#  > Geral >  > Análises Técnicas >  >  Modem desligando minha conexão opõe.

## lucasmatthews12

Fala rapaziada,acompanho o fórum a um tempinho mas nunca postei nada então peço perdão caso esteja no lugar errado o tópico.

Meu problema e o seguinte tenho uma airgrid m5 ligada em um Multilaser re170,coloquei pra ocultar o Ssid da rede e começou a desligar a minha rede a cada 10 min e só volta se reiniciar o router,já testei com ssid ativo e não cai,só q eu moro em uma chácara e o pessoa aqui todo quer a senha,passei pra um mais o danado saiu vendendo a senha pra geral,enfim alguma solução?

----------


## franciskv

Tenta atualizar firmware, ou compra um TP link de duas antenas

----------


## lucasmatthews12

já busquei firmwares no site do fabricante e não achei.

----------


## Nilton Nakao

Rede oculta; Edimax, TPLink, DLink, APRouter, Greatek, Krazer, Multilaser, Mikrotik( bullet) e mais outras marcas que passou para meu uso nunca funcionou que preste. Aplicativos que descobrem as redes ocultas e senhas faz perder o seu trabalho; uma das soluções é usar com DHCP desativado mas alguns modelos e marcas não ficam lá essas coisas; eu preferi usando dois roteadores, uma delas desliga o wireless e trocar os IPs é mais do que aconselhável.

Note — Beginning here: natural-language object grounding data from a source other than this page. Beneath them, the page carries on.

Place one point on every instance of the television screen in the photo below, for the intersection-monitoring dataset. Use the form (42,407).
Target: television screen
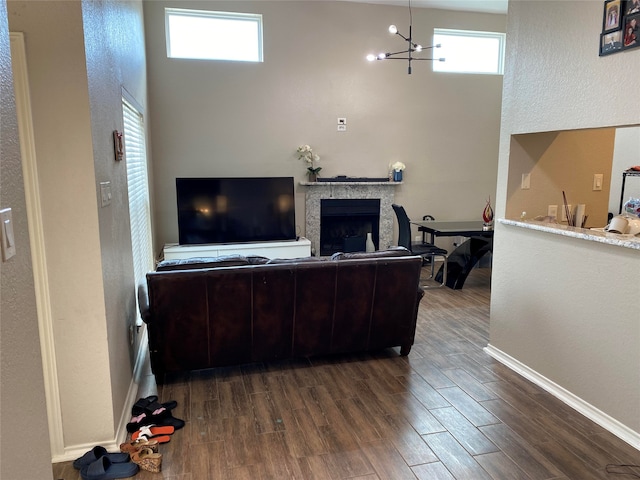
(234,210)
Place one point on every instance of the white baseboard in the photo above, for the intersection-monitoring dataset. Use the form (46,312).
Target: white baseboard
(605,421)
(74,451)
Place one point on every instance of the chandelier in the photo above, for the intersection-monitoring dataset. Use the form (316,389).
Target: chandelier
(412,47)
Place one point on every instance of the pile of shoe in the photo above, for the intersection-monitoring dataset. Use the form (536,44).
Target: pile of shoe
(152,424)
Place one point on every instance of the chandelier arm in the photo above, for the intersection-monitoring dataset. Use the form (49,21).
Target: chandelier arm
(407,58)
(396,53)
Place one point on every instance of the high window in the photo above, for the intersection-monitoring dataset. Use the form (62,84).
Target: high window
(206,35)
(469,51)
(138,188)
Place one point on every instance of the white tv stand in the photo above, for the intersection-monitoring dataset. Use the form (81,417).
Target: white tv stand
(278,249)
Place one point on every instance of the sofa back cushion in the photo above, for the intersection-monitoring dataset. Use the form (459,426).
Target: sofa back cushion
(202,262)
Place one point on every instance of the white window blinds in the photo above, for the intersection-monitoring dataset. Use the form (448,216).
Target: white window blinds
(138,186)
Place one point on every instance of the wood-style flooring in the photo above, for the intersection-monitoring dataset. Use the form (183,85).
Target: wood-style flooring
(447,411)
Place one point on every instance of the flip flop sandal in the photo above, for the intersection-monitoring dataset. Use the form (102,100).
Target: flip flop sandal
(104,469)
(148,460)
(143,403)
(152,432)
(98,452)
(141,442)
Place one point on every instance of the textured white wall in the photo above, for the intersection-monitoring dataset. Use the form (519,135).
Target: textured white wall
(64,151)
(80,56)
(23,416)
(561,306)
(238,119)
(115,59)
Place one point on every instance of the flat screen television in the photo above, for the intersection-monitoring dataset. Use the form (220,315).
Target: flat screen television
(235,210)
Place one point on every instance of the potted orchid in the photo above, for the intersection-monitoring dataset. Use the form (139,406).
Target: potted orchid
(305,152)
(397,169)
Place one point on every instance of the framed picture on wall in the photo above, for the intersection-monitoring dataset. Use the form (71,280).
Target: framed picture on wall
(631,7)
(630,31)
(612,15)
(610,42)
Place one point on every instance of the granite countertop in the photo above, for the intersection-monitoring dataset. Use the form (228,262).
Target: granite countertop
(341,182)
(594,235)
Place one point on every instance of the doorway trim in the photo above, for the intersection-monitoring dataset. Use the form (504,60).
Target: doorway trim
(37,243)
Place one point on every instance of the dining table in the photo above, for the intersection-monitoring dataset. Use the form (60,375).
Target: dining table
(465,256)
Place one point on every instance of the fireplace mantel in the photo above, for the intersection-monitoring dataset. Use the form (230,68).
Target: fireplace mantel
(317,191)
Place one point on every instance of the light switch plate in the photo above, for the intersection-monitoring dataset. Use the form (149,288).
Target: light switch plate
(8,240)
(105,193)
(597,181)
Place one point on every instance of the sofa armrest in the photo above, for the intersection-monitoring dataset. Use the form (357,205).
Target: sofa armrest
(143,302)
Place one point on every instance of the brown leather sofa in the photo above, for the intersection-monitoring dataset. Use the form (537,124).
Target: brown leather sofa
(203,313)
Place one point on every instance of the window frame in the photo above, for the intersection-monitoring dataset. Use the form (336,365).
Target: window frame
(209,14)
(500,36)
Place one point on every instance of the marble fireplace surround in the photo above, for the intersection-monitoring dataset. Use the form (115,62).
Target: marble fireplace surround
(317,191)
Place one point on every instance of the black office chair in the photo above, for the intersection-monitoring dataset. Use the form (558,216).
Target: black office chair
(428,251)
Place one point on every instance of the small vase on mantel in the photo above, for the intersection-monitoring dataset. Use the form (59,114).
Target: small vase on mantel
(369,245)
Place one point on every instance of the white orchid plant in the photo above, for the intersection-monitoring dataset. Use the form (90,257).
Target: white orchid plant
(305,152)
(398,166)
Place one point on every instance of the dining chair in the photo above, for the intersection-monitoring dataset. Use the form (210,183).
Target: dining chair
(428,251)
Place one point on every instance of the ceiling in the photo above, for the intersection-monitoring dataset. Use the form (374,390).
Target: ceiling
(486,6)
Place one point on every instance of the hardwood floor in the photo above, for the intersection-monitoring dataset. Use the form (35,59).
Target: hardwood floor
(447,411)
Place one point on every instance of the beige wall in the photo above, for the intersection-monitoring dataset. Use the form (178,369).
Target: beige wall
(561,161)
(23,416)
(239,119)
(80,55)
(560,306)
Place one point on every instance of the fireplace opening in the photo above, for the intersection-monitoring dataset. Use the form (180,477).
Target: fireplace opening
(344,224)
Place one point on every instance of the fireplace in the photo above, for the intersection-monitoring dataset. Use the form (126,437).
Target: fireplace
(345,223)
(383,192)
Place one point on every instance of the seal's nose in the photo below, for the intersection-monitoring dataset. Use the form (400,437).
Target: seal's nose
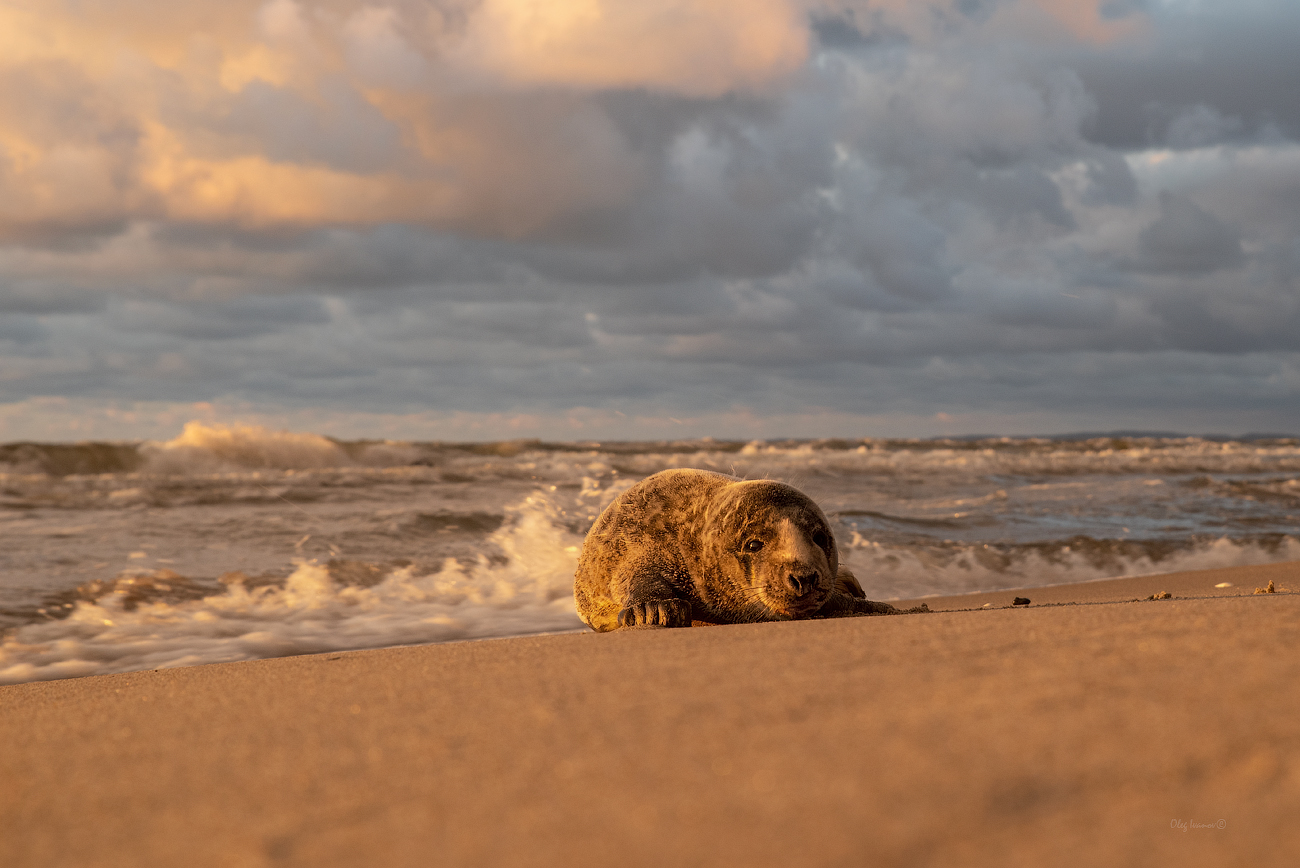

Uso Multilaser somente como WLan e com DHCP desativado, e de tempos em tempos ele se reseta digamos ou o meu celular que faz isso, por que a janela de rede desaparece e volta segundos depois; quando estava com android 4.4.4 achava uma maravilha por que se ficar sem uso ele desligava o wireless do celular, economizando a bateria. O bullet também fazia isso caso não tenha nenhum cliente conectado, mas queimou com menos de dois meses de uso.

----------